I remember talking to one of my clergy colleagues who has children and he expressed the desire that his children met and married Christians as well -- and he said -- just as he thought I'd want for my boys too. And it caused me to think and reflect how frequently parents I have met have lamented that their children are not regular churchgoers. There is often a real feeling of failure if they don't. May I suggest that we take these words to heart and rejoice that God gives their children other gifts, equally as valid, and equally as important. God gives some people faith and other people other gifts. God wants other people to use their gifts within the real world that so desperately needs those gifts exercised. May I suggest that rather than feeling a failure, we rejoice.
I happened to meet three people from the "Tough Love" organization recently at the Premier and Cabinet community consultation. And I thought, what a wonderful and needed organization, and here were people exercising their gifts and talents for the wider community. Traditionally the church would first ask them if they went to church or believed rather than seeing the good they are doing already. How sad.
So no, I don't want my boys to marry Christians. I hope that whatever relationships they have; who ever they relate to will be good to them and that they will be good to those they relate to. The rest, if it is meant to be, will flow from this.
Last week I spoke about God giving us as Christians eyes to see the good in others, rather than God giving others eyes to see the good in us. In the original Pentecost the same dynamic occurs. God gave the earliest Christians the ability to speak the language of the hearers, God didn't give the hearers the ability to understand the language of the Church.

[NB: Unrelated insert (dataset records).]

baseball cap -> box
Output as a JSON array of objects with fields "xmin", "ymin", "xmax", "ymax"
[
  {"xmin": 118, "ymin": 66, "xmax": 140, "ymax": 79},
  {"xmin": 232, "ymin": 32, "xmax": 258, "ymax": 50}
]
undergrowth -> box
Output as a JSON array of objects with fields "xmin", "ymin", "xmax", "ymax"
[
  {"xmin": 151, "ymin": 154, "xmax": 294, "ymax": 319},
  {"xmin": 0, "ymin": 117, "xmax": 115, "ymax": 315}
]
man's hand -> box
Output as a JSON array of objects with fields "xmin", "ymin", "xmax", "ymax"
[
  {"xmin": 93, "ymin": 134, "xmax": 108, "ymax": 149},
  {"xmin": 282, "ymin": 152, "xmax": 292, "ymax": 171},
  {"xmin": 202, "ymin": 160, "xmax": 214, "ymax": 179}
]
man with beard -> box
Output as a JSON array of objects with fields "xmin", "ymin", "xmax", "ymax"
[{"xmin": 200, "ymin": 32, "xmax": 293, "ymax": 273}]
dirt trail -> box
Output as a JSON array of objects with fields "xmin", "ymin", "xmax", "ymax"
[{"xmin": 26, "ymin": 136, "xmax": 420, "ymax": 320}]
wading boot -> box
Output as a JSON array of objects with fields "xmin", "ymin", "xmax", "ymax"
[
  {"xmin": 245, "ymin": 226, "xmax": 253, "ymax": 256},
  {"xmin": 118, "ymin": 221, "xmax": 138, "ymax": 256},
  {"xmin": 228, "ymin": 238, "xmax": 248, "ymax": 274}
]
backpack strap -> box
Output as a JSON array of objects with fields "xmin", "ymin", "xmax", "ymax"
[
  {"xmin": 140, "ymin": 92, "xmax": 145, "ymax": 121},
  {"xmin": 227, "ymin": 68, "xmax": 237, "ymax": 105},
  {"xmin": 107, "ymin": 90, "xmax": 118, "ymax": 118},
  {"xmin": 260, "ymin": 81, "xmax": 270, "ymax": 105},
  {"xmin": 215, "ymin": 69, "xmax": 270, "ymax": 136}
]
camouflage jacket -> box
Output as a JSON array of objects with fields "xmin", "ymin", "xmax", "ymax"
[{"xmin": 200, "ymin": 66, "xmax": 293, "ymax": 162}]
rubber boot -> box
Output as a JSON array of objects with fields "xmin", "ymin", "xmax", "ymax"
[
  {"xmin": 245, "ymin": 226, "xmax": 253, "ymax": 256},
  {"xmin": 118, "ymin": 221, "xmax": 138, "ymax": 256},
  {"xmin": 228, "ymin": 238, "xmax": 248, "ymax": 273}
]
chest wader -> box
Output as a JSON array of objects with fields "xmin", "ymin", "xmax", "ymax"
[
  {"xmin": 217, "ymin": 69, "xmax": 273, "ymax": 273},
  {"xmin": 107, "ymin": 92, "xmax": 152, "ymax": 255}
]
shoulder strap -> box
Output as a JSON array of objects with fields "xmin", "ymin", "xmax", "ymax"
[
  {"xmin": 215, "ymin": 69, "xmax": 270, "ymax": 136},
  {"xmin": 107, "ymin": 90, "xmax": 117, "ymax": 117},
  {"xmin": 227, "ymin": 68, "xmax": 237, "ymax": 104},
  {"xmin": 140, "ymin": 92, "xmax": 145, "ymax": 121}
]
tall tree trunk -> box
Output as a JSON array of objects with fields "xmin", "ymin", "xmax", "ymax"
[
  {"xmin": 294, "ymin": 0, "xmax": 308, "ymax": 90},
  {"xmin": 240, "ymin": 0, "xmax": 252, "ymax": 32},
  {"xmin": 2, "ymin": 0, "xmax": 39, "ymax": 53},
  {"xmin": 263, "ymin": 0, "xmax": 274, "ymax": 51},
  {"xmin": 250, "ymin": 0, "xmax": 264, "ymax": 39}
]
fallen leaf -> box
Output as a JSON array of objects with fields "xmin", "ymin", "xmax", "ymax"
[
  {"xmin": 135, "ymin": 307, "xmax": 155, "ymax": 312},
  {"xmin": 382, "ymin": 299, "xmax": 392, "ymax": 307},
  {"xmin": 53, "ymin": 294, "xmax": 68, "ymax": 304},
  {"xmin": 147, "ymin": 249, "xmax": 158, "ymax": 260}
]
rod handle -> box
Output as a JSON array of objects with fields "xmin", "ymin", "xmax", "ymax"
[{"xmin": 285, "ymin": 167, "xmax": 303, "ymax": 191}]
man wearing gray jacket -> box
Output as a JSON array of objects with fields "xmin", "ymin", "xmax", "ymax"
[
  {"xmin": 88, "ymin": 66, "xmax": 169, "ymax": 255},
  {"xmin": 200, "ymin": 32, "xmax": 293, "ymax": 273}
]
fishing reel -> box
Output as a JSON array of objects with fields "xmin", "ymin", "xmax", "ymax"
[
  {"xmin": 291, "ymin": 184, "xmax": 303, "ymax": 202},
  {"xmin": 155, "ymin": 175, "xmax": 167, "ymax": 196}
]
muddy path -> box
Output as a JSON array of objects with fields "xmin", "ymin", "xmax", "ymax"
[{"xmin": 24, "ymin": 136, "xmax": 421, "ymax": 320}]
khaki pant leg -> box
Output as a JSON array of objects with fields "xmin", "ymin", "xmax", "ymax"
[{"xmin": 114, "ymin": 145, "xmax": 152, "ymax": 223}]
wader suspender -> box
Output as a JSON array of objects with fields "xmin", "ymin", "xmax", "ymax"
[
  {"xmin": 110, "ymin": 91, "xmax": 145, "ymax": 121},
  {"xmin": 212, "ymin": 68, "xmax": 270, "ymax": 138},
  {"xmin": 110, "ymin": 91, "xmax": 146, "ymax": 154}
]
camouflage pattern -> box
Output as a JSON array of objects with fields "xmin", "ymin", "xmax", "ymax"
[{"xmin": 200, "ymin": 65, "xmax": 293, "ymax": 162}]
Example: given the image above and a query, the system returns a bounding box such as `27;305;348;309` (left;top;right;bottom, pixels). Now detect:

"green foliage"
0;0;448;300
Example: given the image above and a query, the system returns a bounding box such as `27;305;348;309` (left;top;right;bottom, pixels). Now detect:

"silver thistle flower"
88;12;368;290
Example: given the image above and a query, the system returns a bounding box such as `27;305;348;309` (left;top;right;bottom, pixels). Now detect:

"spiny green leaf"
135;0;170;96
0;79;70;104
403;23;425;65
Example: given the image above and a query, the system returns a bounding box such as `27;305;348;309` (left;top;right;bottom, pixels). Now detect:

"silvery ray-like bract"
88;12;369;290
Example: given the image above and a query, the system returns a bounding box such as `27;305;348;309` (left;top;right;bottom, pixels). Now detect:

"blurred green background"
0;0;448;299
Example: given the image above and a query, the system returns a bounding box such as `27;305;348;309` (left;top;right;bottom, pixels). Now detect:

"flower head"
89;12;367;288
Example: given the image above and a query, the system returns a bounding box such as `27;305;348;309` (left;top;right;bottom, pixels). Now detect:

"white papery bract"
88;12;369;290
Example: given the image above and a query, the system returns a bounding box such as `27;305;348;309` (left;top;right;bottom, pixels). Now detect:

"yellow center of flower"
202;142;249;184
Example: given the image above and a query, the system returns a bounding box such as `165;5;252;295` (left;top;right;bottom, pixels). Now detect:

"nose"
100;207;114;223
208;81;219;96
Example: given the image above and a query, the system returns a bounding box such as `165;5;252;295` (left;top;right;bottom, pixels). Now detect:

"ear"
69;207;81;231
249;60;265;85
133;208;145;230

So the gifts that God gives us are for the benefit of the person to whom we are relating. We are given eyes to see the good in them, we are given the ability to speak in their language. Each of these makes THEM feel special. And so it is THEIR talents that we want to encourage and foster; we don't want them simply imitating us, or admiring and perpetuating the edifice we have erected, like the golden statue of Nebuchadnezzar which those three young men, Shadrack, Meshach and Abednego refused to worship.
Today is Pentecost, the birthday of the church. We can set up Christianity as a glorious structure which all must worship or die eternally, like that golden statue of Nebuchadnezzar. This magnified, not God, but the maker. Our generation is often described as the Post-Christian era -- I just think that the era of Christianity as a colonizing power is over, and a good thing too. Again, it was often not God who was magnified but the hierarchy, the system.
Pentecost says that the Church was born for the magnification of others, not of ourselves. It is when we are true to this, that the gifts of God will be ours; that others will feel special and that God will indeed be glorified. And as I have intimated, this so-called post Christian era is the surest sign for me that this is already happening.